He's a former vice president of the United States, Nobel Prize winner and best-selling author, so the lavish news coverage of Al Gore's latest brainstorm was inevitable. Less understandable is why an idea so irresponsible - in economic terms, in fact, just this side of deranged - attracted so little ridicule.Look, in fairness, I think Al Gore's idea is challenging, to move to electrical power production that is renewable is not an unworthy goal. But the absurdity of doing it in a single decade is ludicrous. We aren't sending three men to the moon, we are providing power to the most power economic engine on the planet. That engine needs power and a nation of 300 million can't make it on wind or solar energy alone in teh next century (probably) let alone the next decade.

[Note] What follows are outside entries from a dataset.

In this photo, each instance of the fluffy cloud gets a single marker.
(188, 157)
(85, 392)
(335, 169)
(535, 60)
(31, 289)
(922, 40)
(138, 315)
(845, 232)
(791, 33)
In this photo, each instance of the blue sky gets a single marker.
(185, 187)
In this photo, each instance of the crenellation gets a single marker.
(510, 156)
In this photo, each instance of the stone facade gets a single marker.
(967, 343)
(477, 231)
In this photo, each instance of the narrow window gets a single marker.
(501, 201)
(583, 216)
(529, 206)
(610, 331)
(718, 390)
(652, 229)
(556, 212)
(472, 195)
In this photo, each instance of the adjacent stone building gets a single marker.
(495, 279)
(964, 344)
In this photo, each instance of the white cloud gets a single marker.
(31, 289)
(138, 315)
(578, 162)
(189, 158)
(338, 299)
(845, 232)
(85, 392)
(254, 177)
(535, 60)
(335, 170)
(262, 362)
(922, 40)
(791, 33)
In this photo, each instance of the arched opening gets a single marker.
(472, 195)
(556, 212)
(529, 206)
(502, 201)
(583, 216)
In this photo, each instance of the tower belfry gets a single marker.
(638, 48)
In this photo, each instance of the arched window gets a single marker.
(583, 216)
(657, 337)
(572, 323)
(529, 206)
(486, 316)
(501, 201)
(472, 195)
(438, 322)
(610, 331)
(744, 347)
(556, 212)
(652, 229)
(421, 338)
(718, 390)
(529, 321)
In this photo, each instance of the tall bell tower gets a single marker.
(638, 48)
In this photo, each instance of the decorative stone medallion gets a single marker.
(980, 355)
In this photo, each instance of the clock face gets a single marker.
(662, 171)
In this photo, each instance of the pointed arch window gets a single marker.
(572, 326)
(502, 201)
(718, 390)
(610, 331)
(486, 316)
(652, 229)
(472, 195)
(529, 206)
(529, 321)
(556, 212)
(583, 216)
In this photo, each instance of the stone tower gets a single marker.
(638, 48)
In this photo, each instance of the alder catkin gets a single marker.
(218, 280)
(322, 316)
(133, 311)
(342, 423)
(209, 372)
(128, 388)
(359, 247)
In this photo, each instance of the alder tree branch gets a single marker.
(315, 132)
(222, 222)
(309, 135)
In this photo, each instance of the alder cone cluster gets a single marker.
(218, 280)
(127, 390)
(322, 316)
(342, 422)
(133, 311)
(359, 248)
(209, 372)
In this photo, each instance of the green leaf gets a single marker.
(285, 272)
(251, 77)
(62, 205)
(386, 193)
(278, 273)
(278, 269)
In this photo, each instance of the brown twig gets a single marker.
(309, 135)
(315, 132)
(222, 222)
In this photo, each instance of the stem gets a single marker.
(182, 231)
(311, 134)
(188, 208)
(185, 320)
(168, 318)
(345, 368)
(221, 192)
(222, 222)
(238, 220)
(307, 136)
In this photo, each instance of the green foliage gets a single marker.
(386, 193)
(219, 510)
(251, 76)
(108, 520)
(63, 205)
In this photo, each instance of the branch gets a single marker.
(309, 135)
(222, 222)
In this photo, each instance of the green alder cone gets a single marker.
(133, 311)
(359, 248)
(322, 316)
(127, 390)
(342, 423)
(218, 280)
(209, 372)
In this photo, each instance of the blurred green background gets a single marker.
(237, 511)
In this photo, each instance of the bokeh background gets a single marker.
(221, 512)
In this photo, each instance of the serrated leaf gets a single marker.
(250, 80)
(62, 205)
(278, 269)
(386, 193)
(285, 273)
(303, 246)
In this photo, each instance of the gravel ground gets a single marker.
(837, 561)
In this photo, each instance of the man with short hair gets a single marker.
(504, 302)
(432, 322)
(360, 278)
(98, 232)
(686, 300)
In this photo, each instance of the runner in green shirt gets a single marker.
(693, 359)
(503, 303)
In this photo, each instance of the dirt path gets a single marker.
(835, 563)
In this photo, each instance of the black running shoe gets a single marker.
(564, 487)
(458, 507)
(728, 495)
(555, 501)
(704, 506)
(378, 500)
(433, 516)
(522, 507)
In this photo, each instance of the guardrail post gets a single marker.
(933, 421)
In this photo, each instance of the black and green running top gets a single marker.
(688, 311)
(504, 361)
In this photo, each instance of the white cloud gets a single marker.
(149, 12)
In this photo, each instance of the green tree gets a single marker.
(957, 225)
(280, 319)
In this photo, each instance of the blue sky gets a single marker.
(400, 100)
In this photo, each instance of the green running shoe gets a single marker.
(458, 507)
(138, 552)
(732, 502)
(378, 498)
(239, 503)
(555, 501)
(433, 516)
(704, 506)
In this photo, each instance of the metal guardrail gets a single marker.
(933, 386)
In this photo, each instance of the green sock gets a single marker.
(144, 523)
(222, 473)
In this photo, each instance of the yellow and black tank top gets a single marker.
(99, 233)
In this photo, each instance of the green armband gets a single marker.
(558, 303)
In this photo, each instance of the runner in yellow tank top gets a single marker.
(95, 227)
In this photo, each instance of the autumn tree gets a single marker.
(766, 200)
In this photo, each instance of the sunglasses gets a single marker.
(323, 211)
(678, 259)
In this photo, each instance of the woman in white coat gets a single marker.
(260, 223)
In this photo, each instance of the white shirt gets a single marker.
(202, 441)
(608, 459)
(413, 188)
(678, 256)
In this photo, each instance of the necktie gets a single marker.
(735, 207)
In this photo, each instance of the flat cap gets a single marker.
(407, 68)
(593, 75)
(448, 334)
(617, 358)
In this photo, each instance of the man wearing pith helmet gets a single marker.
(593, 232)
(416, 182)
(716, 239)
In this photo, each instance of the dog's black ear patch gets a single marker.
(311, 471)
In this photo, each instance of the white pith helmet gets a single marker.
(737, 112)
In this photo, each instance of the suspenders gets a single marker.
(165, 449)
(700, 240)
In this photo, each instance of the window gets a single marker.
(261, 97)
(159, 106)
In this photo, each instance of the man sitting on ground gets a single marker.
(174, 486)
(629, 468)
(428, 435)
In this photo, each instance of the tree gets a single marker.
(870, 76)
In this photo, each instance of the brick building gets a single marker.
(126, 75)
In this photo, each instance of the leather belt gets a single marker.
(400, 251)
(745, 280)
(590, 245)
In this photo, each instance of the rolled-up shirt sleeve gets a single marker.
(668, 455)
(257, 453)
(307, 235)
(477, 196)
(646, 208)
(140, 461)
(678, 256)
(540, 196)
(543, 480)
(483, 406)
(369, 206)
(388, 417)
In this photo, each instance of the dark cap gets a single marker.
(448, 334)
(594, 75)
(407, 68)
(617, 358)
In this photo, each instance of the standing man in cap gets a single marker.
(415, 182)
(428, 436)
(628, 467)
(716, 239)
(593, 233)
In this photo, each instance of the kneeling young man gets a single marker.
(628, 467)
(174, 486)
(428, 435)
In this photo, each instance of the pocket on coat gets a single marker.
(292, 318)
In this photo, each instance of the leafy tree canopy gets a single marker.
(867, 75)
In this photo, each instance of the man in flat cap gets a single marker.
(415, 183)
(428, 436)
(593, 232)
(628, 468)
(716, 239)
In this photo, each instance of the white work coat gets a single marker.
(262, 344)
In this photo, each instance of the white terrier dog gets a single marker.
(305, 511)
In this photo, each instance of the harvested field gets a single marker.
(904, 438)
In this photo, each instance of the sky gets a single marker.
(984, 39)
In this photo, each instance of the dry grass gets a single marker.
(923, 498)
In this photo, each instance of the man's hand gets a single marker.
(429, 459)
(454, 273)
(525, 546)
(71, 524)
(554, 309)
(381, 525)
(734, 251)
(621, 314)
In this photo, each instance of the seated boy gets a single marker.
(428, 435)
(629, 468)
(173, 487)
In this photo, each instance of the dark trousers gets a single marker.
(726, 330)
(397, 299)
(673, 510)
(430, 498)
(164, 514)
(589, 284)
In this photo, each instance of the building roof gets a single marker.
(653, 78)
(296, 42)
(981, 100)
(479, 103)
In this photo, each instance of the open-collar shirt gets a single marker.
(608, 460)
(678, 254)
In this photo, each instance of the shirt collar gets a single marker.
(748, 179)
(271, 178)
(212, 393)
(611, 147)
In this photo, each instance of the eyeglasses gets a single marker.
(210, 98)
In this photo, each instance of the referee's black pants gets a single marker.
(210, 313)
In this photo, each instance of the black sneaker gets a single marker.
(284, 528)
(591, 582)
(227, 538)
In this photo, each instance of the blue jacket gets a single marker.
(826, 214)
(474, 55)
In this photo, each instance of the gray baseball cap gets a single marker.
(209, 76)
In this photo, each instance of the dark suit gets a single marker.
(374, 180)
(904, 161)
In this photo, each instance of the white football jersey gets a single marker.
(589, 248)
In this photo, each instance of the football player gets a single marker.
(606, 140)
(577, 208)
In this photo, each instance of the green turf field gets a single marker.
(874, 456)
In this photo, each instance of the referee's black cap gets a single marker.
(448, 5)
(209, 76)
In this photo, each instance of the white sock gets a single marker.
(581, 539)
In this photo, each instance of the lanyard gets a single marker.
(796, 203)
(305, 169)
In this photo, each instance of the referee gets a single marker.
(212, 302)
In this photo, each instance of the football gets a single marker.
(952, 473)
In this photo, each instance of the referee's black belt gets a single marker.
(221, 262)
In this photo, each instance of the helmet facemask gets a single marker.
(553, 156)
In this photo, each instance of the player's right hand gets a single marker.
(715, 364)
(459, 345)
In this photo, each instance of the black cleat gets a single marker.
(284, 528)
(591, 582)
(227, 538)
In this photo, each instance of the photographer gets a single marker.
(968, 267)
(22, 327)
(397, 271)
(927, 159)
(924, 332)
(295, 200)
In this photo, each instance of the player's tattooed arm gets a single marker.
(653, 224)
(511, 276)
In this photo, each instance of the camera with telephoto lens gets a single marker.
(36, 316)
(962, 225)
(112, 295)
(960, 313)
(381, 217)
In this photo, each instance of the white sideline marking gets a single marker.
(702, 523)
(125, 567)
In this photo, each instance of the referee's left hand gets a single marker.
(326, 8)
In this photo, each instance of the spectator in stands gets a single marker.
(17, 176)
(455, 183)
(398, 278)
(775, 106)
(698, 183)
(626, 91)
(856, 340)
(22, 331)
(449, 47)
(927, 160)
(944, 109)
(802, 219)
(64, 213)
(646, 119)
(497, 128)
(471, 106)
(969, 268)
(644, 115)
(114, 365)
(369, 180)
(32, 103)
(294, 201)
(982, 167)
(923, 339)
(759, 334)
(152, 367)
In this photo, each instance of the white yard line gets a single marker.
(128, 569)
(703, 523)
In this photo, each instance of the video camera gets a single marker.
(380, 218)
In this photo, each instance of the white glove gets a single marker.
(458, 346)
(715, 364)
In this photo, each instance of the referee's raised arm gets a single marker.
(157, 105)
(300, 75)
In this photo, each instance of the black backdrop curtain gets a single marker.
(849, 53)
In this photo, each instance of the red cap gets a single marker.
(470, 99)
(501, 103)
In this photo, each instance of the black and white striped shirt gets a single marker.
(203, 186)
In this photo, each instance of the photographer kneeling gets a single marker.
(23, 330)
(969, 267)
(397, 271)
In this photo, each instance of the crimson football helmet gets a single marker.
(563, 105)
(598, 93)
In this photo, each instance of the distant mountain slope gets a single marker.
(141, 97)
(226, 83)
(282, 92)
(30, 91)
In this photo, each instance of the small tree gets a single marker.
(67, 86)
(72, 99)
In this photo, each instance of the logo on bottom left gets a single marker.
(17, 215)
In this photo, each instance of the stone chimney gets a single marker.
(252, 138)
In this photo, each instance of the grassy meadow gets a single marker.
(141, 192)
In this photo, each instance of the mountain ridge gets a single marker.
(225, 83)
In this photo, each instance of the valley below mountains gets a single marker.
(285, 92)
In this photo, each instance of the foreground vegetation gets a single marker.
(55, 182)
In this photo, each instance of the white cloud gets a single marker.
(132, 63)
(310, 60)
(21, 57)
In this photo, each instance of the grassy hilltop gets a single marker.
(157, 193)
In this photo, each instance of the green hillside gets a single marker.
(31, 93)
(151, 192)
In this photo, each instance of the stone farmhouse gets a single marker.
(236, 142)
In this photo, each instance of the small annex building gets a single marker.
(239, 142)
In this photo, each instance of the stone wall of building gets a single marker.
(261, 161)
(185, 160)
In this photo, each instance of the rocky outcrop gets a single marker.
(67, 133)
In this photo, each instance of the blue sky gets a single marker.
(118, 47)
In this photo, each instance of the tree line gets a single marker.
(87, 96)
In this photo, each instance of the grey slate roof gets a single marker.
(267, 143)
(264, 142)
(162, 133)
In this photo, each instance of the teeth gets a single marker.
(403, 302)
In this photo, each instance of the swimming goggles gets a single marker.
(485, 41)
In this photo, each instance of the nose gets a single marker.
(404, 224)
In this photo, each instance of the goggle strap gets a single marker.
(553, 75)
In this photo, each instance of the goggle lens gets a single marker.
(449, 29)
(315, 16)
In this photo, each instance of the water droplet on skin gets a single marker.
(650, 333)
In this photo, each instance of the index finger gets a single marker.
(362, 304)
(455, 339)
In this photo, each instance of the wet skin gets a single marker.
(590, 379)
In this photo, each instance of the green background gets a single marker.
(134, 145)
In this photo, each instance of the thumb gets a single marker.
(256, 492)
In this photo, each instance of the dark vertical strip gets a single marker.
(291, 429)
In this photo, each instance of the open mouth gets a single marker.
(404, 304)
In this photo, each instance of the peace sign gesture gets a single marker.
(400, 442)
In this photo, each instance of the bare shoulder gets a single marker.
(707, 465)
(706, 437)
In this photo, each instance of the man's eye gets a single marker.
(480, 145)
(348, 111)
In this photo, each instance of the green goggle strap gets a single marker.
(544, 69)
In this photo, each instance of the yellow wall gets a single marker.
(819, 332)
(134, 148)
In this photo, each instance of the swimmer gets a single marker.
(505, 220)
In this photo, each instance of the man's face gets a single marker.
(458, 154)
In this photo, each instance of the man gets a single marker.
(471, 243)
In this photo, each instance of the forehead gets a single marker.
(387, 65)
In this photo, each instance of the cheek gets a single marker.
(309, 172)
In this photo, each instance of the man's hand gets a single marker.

Gore proposed last week that the United States "commit to producing 100 percent of our electricity from renewable energy and truly clean carbon-free sources within 10 years."
Not just all new electricity, mind you, which would be challenging enough. But all existing electricity, too.
This would of course require utilities to mothball hundreds of existing power plants as they launched a crash construction program of solar plants, wind farms and transmission lines costing hundreds of billions and perhaps trillions of dollars. (To put this in perspective, T. Boone Pickens, another fellow who's caught the wind-power bug, claims on his Web site, "Building wind facilities in the corridor that stretches from the Texas panhandle to North Dakota could produce 20 percent of the electricity for the United States at a cost of $1 trillion. It would take another $200 billion to build the capacity to transmit that energy to cities and towns.")
Gore would subject 300 million people to an experiment in which baseload power that is needed 24 hours a day to keep the economy - and our livelihoods - humming is replaced willy nilly by power sources still susceptible to natural disruption (such as lack of wind or lingering cloud cover), that cost more (at least in the case of solar) and are far less plentiful in some regions than others (Colorado is lucky at least in that regard).
Please call me when Al Gore returns to the real world.